Literature DB >> 25777525

Cardinal: an R package for statistical analysis of mass spectrometry-based imaging experiments.

Kyle D Bemis1, April Harry1, Livia S Eberlin2, Christina Ferreira2, Stephanie M van de Ven3, Parag Mallick3, Mark Stolowitz3, Olga Vitek4.   

Abstract

Cardinal is an R package for statistical analysis of mass spectrometry-based imaging (MSI) experiments of biological samples such as tissues. Cardinal supports both Matrix-Assisted Laser Desorption/Ionization (MALDI) and Desorption Electrospray Ionization-based MSI workflows, and experiments with multiple tissues and complex designs. The main analytical functionalities include (1) image segmentation, which partitions a tissue into regions of homogeneous chemical composition, selects the number of segments and the subset of informative ions, and characterizes the associated uncertainty and (2) image classification, which assigns locations on the tissue to pre-defined classes, selects the subset of informative ions, and estimates the resulting classification error by (cross-) validation. The statistical methods are based on mixture modeling and regularization.
© The Author 2015. Published by Oxford University Press.

Entities:  

Mesh:

Year:  2015        PMID: 25777525      PMCID: PMC4495298          DOI: 10.1093/bioinformatics/btv146

Source DB:  PubMed          Journal:  Bioinformatics        ISSN: 1367-4803            Impact factor:   6.937


1 Introduction

Mass spectrometry-based imaging (MSI) experiments characterize the chemical composition of biological samples (such as tissues) or non-biological samples at spatial resolution (Watrous ). The experiments repeatedly acquire mass spectra at gridded locations on a tissue. Two typical goals of statistical analysis of MSI are image segmentation, which partitions a tissue into regions of homogeneous spectral profiles, and image classification, which assigns locations of the tissue to pre-defined classes based on their spectral profiles. However, achieving these goals is often quite difficult due to the large and complex nature of the datasets, and due to the biological and technical variation in intensities of spectral features. Statistical inference is key for distinguishing the systematic signals in the spectra from noise. The availability of statistical methods and software for MSI experiments is currently limited. We introduce Cardinal, an open-source R-based software package for processing and visualization of mass spectra, and for statistical segmentation and classification of the resulting images. Cardinal differs from other publicly available software tools such as BioMap, DataCube Explorer and MSiReader in its emphasis on statistical modeling and inference. It differs from commercial tools such as SCiLS Lab (SCiLS), flexImaging (Bruker), HDI (Waters) and TissueView (AB Sciex) in being open-source. It differs from the existing R packages for mass spectrometry such as MALDIquant and MSnbase in being designed specifically for MSI.

2 Description

2.1 Applicability and requirements

Cardinal is applicable to experiments aiming at segmentation and classification of a single tissue, or multiple tissues collected across biological subjects. It is applicable to Desorption Electrospray Ionization workflows, and to Matrix-Assisted Laser Desorption/Ionization (MALDI) workflows analyzing either intact or in situ-digested proteins. Cardinal has been tested on raw MS1 spectra from Thermo LTQ linear ion trap, ABSciex TOF/TOF and Bruker Autoflex MALDI-TOF instruments with resolving powers ranging from 1000 to 22 000. Cardinal is compatible with Windows, Mac and Linux operating systems. The size of the input dataset must be such that it can be loaded entirely into computer memory. Cardinal runs optimally when the available memory is twice the size of the dataset.
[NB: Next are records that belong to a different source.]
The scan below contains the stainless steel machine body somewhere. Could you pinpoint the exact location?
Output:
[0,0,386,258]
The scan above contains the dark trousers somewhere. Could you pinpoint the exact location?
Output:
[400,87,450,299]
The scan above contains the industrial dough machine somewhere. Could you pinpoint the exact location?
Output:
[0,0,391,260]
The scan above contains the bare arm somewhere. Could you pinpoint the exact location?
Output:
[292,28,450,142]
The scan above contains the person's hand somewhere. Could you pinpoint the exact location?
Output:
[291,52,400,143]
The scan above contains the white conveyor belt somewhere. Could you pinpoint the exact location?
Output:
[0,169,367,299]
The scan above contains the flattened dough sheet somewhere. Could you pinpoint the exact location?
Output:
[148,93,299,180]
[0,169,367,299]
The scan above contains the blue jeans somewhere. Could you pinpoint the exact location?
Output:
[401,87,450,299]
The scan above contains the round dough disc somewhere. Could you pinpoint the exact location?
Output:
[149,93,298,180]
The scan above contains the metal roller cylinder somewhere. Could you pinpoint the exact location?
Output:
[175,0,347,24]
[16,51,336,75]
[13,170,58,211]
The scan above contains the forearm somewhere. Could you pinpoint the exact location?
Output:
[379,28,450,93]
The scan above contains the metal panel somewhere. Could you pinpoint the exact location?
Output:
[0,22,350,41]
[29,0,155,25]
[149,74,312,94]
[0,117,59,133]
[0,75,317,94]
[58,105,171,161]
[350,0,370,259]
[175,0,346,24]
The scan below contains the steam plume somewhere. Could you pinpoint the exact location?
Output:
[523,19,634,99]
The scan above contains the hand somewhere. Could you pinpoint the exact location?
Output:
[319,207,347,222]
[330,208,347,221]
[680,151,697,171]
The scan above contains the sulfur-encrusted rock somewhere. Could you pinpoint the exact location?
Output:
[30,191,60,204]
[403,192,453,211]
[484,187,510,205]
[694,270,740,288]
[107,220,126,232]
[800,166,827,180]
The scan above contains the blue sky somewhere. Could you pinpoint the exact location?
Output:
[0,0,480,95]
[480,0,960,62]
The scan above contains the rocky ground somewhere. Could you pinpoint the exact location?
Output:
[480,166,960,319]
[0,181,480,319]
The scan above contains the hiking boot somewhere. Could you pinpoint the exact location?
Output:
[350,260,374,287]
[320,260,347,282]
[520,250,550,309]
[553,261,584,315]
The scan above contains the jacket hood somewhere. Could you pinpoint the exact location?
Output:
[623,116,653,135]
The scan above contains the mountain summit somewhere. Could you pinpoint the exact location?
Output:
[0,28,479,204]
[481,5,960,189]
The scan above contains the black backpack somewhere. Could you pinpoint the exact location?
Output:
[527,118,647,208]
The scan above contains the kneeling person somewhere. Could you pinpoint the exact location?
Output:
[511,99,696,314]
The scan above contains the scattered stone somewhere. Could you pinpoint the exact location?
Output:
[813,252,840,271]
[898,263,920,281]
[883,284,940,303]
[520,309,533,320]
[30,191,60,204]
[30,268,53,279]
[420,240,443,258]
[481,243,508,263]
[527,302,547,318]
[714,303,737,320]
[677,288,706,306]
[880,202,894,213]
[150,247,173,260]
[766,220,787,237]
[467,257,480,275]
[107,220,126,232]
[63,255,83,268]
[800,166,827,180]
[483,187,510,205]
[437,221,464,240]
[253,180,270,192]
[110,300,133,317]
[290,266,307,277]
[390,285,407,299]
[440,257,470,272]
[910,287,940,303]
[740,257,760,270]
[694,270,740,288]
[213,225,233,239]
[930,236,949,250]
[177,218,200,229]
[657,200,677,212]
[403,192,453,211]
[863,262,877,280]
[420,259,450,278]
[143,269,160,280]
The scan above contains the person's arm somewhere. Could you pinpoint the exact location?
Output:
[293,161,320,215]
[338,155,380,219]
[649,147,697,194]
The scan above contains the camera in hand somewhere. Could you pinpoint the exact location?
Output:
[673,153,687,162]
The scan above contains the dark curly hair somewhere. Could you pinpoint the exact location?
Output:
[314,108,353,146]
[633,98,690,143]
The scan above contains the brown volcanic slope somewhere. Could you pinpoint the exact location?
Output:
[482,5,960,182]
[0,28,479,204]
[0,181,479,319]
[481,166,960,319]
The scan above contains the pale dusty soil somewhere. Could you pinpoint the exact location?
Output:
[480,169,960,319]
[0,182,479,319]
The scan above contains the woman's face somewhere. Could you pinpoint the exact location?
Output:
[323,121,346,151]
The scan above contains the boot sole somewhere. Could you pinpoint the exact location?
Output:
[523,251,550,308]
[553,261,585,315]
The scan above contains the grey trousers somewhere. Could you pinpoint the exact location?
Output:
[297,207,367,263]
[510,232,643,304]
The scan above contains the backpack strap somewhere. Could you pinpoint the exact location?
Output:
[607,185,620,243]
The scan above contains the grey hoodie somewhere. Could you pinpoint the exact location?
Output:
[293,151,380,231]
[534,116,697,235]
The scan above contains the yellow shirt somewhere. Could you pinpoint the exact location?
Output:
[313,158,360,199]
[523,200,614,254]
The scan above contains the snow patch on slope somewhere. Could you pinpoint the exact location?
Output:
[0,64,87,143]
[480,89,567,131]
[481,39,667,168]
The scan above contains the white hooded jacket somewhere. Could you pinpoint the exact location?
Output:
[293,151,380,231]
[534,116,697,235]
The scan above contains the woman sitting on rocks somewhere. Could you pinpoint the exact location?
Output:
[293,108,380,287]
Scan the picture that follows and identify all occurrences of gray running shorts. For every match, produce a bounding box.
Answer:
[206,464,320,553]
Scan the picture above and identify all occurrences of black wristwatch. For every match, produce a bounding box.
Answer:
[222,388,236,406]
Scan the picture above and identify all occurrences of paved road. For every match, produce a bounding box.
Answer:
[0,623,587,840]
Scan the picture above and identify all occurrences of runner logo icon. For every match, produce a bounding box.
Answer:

2.2 Data import, processing and visualization

Cardinal supports input data in the imzML format (Schramm ), and the Analyze7.5 format. Free converters to imzML are available for most other formats at www.imzml.org, and the converted imzML input data can be read into Cardinal. Cardinal implements a complete set of common spectral processing methods (Yang ), including normalization (e.g. using total ion current), baseline correction (e.g. using median interpolation), peak detection [e.g. using LIMPIC (Mantini )] and peak alignment (e.g. using mean spectrum). Cardinal visualizes mass spectra, molecular ion images and results of the statistical analyses. The images are optimized with contrast enhancement and smoothing. The plots can be conditioned on experimental metadata (such as the type of the tissue), and viewed separately using a grid layout with multiple conditions, or jointly in a superposition.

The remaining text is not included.